One of these areas that can cause pain referred to the shoulder is the neck, such as a herniated cervical disc or other cervical spine pathology (Figure 2). The muscles and the nerves that arise from the neck area will pass through and around the shoulder on their way down the arm. The pain may radiate to the shoulder or scapula. The pain is usually at the superomedial aspect of the scapula. The pain originating from the neck region may overlap the shoulder. Usually, pain in the neck is felt on top of the shoulder, over the area of the trapezius muscle. Pain from the shoulder itself is usually felt at the top of the arm. If the shoulder moves freely without pain, then the neck is probably the source of the pain.

Sometimes, these conditions are confusing and difficult to differentiate (they usually overlap), especially when neck related shoulder pain causes weakness of the rotator cuff muscles, the shoulder to become stiff, or shoulder impingement. Pain arising from the acromioclavicular (AC) joint can radiate into the neck itself. Sometimes, an MRI is the only accurate study that helps in differentiating between neck pain and shoulder pain.

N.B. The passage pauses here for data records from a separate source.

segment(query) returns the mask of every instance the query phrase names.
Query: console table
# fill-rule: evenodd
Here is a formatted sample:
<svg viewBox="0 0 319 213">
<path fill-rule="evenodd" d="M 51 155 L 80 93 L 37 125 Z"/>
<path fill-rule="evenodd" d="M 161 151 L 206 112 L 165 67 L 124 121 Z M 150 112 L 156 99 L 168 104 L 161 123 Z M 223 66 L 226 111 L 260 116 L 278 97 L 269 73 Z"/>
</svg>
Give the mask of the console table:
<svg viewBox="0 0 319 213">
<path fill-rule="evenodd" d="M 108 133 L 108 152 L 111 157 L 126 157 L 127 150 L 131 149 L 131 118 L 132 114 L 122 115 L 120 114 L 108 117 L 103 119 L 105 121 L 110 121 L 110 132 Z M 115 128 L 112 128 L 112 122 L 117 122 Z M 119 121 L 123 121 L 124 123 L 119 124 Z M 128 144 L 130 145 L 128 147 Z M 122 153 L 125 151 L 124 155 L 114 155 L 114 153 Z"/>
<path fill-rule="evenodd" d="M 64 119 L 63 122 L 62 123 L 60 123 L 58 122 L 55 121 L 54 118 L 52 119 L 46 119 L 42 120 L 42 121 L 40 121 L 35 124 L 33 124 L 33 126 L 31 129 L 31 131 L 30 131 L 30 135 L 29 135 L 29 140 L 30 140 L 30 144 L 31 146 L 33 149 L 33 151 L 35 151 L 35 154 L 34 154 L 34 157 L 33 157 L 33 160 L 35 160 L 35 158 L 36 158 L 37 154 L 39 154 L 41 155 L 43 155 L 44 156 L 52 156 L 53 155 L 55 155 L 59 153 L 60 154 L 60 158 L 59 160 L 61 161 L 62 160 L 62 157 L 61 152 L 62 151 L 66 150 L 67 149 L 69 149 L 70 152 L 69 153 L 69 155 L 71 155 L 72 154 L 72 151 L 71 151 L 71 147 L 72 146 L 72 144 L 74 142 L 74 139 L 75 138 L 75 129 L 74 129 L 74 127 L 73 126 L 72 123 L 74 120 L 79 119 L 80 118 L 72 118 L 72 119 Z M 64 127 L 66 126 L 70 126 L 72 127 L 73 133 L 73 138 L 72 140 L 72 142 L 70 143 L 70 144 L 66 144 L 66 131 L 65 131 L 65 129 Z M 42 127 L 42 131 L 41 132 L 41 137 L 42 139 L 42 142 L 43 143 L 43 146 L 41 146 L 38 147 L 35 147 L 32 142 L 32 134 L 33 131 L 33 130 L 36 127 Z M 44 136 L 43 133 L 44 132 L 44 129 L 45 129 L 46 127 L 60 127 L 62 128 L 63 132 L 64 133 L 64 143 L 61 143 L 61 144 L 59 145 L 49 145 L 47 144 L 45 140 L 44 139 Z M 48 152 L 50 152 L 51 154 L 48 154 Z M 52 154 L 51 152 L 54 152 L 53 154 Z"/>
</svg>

When cervical spine problems are suspected, the physician should examine the patient for findings of gait disturbance and long tract signs (Figure 3) which will indicate that the patient may have cervical myelopathy. This is a more serious problem due to spinal cord compression. A positive Spurling’s Test will indicate neck pathology, especially nerve root irritation, and possibly a herniated disc. A positive shoulder abduction test usually indicates neck pathology. The patient’s symptoms are relieved by shoulder abduction, by placing the hand over the head.

Heart problems such as myocardial infarction or angina may cause pain radiating to the left shoulder. Irritation of the diaphragm may present itself as shoulder pain. The diaphragm may share the same C4-C5 nerve root innervation.

The chest and upper abdomen should be carefully examined for possible pathology. A Pancoast tumor is another condition which causes referred pain in the shoulder region. A Pancoast tumor is a type of lung cancer that forms at the very top of the lung. This tumor may invade the brachial plexus, the ribs, the vertebral bodies, the pleura, and the chest wall, causing shoulder pain (Figure 4).

Sometimes, spine fractures may present as shoulder pain. The fracture may irritate the rhomboid muscles and transmit the pain to the scapula. The image below (Figure 5) illustrates some of the referred pain patterns in the region of the shoulders and neck.